After living off my savings for a few years, I now have limited resources—no house, no vehicles and little money. Life is great though. To focus on what I don't have is not fair to what I do have: good health, a loving family, and a mind as strong as it was 25 years ago.
I can laugh. I can read a book and truly enjoy it. I sleep well. I am no longer a regular David Letterman viewer. Simple things, but just imagine not being able to do these for years. I have learned how to be happy again.
Over the past six years, I have had plenty of time to consider what is important in life and how to achieve it. It requires focus and respect. By focus, I mean: Is your life fulfilling? Do you enjoy the same activities as years ago? Do you look forward to holidays? Do you still enjoy practicing law? Look at life with a sharp eye. By respect, I mean: Do you still have self-respect? Are you proud of yourself? Are you proud of how you live your life? Are you self-confident at work and in your personal life? Live your life with dignity.

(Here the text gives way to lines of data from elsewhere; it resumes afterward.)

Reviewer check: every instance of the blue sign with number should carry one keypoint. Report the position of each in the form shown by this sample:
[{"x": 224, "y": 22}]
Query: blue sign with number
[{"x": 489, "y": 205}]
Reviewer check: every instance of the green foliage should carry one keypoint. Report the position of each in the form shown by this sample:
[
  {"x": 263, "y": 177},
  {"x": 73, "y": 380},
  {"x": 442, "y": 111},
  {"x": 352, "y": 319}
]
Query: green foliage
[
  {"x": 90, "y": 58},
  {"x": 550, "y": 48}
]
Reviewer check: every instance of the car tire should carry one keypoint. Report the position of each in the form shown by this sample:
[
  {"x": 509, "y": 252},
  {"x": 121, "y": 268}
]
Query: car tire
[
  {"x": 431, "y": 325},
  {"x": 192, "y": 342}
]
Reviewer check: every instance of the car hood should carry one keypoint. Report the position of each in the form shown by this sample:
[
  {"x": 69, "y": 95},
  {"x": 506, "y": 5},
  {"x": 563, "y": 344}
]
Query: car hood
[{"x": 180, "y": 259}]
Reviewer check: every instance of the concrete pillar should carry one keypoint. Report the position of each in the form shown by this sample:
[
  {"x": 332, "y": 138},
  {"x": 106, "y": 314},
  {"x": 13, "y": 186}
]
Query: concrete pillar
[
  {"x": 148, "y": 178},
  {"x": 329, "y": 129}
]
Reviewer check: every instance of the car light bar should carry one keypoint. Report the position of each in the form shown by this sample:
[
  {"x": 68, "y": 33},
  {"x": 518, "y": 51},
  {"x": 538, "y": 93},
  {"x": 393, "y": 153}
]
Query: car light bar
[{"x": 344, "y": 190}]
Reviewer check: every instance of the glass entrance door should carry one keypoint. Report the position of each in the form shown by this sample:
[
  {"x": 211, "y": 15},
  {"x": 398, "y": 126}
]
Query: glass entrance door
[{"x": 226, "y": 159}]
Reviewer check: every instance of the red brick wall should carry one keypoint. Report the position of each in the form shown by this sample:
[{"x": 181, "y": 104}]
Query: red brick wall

If the answer to any of these is no, then seek help. Talk to someone, anyone. Some people do actually want to help. Just be careful of false comfort.
I am aware of at least one website devoted specifically to attorneys with depression, called Lawyers with Depression, created by lawyer Dan Lukasik http://www.lawyerswithdepression.com/. I have personally found this to be a valuable resource.
I may one day look to be reinstated, but I want to continue with my mental health advocacy work, which is another way to help people. It’s “fun,” a word I haven’t used or felt in many years.
My life is not overrated, it is wonderful once again.